On le répète à l’envie depuis plusieurs jours à présent, le record du Trophée Jules Verne ne sera pas battu cette année. Les petits centres dépressionnaires et autres zones de hautes pressions disséminés dans le Pacifique et en Atlantique Sud notamment, auront eu raison des ambitions, du talent et de la hargne des deux prétendants, IDEC SPORT et Spindrift 2. Restent le sens marin, l’envie viscéral de faire marcher au mieux, et jusqu’au bout une formidable machine de course. Le désir de partager jusqu’aux derniers bords une cohésion amicale forgée au fil des milles entre six navigateurs internationaux, et l’esprit de compétition qui dicte inconsciemment la meilleure manière d’appréhender jusqu’à la ligne d’arrivée les mille et un obstacles dressés sur la route de ce prestigieux record. IDEC SPORT, après 43 jours d’intense navigation, aborde avec la même envie qu’au premier jour les derniers 2 700 milles de route théorique à parcourir, fermement décidé à signer à Ouessant le meilleur chrono possible.

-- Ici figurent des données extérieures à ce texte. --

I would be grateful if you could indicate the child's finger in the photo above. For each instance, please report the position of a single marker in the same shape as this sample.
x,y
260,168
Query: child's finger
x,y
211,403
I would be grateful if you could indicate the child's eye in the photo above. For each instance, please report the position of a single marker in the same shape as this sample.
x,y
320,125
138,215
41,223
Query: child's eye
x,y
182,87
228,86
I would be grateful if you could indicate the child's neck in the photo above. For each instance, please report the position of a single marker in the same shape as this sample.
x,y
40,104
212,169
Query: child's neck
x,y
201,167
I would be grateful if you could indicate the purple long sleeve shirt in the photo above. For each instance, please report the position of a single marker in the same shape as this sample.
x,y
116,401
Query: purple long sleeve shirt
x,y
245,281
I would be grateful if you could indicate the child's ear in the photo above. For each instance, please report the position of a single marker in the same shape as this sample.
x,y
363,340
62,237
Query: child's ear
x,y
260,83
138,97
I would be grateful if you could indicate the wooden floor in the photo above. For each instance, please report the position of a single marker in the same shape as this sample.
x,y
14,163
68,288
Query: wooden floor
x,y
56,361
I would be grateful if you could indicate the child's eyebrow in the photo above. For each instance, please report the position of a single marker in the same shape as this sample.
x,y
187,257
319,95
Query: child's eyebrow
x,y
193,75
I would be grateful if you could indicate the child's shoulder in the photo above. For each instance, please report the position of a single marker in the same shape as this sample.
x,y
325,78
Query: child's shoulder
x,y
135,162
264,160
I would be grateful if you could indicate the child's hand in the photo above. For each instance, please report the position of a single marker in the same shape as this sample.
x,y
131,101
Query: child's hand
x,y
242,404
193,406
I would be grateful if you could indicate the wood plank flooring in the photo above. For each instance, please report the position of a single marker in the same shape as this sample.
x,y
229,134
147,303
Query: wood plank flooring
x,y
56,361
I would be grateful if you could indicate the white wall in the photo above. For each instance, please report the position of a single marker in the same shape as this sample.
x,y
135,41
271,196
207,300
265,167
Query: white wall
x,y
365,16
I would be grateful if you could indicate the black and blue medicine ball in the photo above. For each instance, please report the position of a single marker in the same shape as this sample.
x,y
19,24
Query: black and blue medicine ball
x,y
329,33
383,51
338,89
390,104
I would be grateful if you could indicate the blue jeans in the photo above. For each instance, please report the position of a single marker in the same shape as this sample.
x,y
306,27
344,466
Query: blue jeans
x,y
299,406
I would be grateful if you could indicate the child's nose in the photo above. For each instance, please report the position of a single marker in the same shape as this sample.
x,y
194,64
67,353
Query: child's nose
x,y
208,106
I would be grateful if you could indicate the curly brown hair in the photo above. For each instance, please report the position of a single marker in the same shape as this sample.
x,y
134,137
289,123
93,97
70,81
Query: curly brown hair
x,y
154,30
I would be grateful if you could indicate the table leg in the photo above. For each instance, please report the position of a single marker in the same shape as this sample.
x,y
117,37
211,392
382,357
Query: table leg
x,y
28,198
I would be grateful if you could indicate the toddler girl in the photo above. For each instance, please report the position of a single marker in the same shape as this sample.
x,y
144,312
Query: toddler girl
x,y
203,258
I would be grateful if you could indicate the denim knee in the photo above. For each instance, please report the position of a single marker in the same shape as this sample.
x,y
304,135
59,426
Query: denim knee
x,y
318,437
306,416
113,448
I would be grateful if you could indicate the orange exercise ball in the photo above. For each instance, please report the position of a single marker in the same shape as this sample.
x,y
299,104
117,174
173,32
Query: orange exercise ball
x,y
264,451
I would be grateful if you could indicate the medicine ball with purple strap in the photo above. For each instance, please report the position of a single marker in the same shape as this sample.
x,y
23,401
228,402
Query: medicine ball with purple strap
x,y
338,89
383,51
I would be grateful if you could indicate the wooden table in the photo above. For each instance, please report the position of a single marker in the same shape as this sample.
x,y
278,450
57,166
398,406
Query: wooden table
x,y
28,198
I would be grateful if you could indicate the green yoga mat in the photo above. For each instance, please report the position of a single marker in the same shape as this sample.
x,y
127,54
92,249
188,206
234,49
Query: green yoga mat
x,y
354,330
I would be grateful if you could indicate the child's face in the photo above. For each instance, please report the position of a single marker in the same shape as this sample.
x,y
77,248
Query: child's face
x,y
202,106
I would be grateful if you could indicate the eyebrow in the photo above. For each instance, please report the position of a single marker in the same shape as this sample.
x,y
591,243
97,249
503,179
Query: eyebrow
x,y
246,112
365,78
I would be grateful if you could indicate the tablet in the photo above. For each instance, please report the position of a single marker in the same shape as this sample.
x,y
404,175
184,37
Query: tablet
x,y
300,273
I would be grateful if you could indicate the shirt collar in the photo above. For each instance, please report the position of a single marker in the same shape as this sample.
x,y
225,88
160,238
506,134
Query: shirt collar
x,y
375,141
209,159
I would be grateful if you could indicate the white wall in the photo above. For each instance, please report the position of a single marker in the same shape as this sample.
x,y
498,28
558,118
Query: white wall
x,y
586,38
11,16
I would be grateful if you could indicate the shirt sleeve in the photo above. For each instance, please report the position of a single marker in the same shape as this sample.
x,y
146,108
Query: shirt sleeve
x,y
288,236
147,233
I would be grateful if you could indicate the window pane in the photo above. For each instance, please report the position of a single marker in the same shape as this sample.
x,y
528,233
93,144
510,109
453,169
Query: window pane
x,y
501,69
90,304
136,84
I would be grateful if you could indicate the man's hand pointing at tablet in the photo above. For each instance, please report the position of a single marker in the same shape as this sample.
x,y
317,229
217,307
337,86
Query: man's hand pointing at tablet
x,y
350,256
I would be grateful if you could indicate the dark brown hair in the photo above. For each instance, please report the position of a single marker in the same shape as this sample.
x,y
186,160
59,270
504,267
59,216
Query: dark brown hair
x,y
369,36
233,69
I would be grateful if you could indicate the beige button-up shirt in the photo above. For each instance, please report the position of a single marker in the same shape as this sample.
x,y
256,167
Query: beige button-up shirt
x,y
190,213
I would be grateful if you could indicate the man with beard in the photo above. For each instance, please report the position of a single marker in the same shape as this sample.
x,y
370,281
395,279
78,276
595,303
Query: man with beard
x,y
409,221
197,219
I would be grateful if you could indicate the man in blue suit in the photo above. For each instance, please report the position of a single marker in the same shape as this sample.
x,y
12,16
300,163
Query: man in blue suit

« Ils ne connaissent pas où se situe le curseur de la modération » Francis Joyon s’amuse visiblement de l’entêtement mis par chacun de ses cinq hommes d’équipage à tirer toujours et encore le meilleur de leur maxi trimaran IDEC SPORT. « On a connu cette nuit des conditions de mer très chaotiques, qui rendaient notre progression très difficile » poursuit-il. Une information que les chiffres de la nuit n’attestent pourtant pas, les vitesses du bateau ayant rarement chuté en deçà des 30 noeuds. IDEC SPORT prolonge à grande vitesse sa chevauchée pourtant bien éloignée de la route directe. « L’anticyclone des Açores nous oblige à filer vers le nord ouest et le continent américain. Nous étions ce matin à moins de 950 milles de la Caraïbe » explique Francis. Une configuration peu gratifiante en gain vers l’arrivée, mais qui changera drastiquement dès que Joyon et ses hommes franchiront, sans trop de peine selon les routages, la face occidentale de ces zones de calme, pour entrer sans transition dans de forts régimes d’ouest. « Ce sera ensuite l’état de la mer qui déterminera le niveau de nos performances » poursuit Joyon. « Mais il nous sera possible de demeurer en bordure des grosses dépressions, dans un « range » de vent le plus maniable possible ».
Les estimations d’arrivée demeurent dans ces conditions toujours très floues. IDEC SPORT a souvent prouvé durant ce tour du monde sa capacité à faire mentir les routages. On table cependant pour une arrivée à Ouessant dans la journée de vendredi 8 janvier prochain.